De acuerdo con el reporte oficial, los trabajos se realizaron mediante tecnología de digitalización en entorno CAD, con el propósito de generar información de alta precisión que sirva como base para proyectos de ingeniería, ordenamiento territorial, diseño urbano y análisis de impacto ambiental.
En el municipio de Bacalar, los estudios comprendieron 391 hectáreas, entre la Ampliación Fundo Legal Sur y áreas al sur de la ciudad. En Othón P. Blanco, se intervinieron 161.36 hectáreas distribuidas en diversas colonias de Mahahual, como La Esperanza, Flamingos, El Chechén, Paraíso Jungla y Triángulo Porvenir.

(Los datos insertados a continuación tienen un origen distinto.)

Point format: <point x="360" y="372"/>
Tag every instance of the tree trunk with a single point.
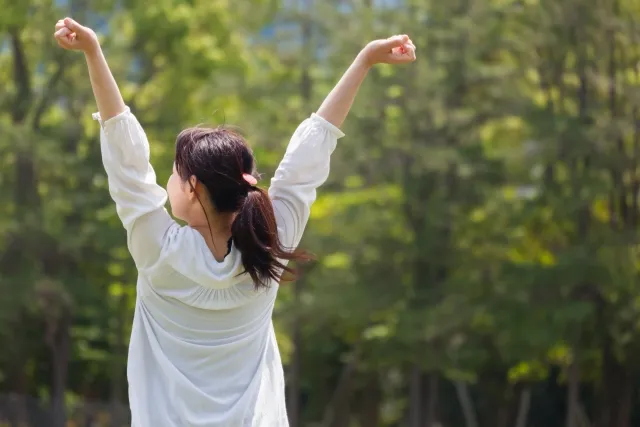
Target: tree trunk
<point x="431" y="385"/>
<point x="370" y="402"/>
<point x="466" y="403"/>
<point x="573" y="394"/>
<point x="523" y="407"/>
<point x="336" y="413"/>
<point x="60" y="349"/>
<point x="415" y="396"/>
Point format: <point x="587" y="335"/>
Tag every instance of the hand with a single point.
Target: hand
<point x="73" y="36"/>
<point x="394" y="50"/>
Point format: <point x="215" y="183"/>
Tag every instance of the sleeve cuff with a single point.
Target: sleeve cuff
<point x="333" y="129"/>
<point x="118" y="117"/>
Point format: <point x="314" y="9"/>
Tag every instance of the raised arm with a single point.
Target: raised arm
<point x="71" y="35"/>
<point x="305" y="165"/>
<point x="125" y="152"/>
<point x="394" y="50"/>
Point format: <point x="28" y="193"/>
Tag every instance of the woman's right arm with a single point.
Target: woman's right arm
<point x="305" y="166"/>
<point x="125" y="152"/>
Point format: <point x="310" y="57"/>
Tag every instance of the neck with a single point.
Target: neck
<point x="216" y="233"/>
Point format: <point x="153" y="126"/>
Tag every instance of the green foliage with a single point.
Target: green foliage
<point x="479" y="227"/>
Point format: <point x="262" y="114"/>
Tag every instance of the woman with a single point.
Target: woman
<point x="203" y="350"/>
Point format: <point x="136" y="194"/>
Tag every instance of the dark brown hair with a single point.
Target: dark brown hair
<point x="218" y="158"/>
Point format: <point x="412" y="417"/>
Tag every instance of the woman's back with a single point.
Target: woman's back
<point x="203" y="350"/>
<point x="215" y="348"/>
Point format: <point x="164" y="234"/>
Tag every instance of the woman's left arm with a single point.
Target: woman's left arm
<point x="125" y="153"/>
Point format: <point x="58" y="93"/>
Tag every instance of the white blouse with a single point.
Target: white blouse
<point x="203" y="350"/>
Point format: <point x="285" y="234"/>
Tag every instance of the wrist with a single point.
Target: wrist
<point x="363" y="61"/>
<point x="92" y="50"/>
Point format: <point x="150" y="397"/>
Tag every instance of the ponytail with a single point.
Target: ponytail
<point x="255" y="234"/>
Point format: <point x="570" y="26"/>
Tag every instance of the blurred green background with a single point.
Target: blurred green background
<point x="477" y="241"/>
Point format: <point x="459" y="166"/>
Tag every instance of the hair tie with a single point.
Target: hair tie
<point x="251" y="180"/>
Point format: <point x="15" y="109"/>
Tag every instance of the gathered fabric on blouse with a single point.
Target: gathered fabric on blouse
<point x="203" y="350"/>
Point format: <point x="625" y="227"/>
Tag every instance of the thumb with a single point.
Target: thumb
<point x="396" y="41"/>
<point x="73" y="25"/>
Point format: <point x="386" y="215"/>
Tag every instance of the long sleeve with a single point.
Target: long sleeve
<point x="132" y="184"/>
<point x="304" y="168"/>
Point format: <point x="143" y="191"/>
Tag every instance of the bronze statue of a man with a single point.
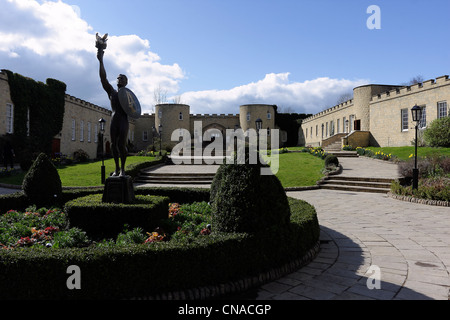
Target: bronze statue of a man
<point x="119" y="120"/>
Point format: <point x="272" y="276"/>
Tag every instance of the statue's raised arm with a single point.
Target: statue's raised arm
<point x="101" y="45"/>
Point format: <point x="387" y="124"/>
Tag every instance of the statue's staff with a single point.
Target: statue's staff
<point x="122" y="107"/>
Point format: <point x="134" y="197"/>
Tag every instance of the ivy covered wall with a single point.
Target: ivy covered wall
<point x="41" y="107"/>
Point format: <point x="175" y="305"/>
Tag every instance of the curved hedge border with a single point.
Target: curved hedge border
<point x="142" y="271"/>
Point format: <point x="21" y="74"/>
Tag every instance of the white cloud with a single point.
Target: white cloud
<point x="56" y="42"/>
<point x="49" y="39"/>
<point x="303" y="97"/>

En Chetumal, los levantamientos abarcaron 152.35 hectáreas, en zonas ubicadas al suroeste de la capital, incluyendo las colonias Carlos Joaquín, Cereso y Podecobi. Finalmente, en Tulum se levantaron estudios sobre 224.64 hectáreas, en áreas como Yax Balam, Sac-Bé, Los Álamos, Tumben Kin y Andrés Manuel López Obrador Dos, entre otras.
La Agepro precisó que estos trabajos representan una inversión de 4 millones 588 mil 28 pesos, y forman parte de una estrategia integral para fortalecer la toma de decisiones sobre el uso y la disposición del suelo, así como para garantizar un desarrollo urbano planificado y ambientalmente sostenible.
“Las decisiones sobre las superficies de reserva territorial dependen en gran medida del conocimiento físico del terreno, su contexto urbano y la traza que lo rodea”, señala la dependencia en su informe técnico.
Los levantamientos topográficos permitirán actualizar los registros territoriales estatales y facilitar la planeación de infraestructura pública y privada en el sur del estado, una región considerada estratégica por su potencial de desarrollo turístico y logístico.
En los últimos años, Bacalar y Tulum han experimentado un crecimiento acelerado en materia inmobiliaria, lo que ha generado presiones sobre los recursos naturales y la necesidad de contar con herramientas de planeación basadas en datos científicos.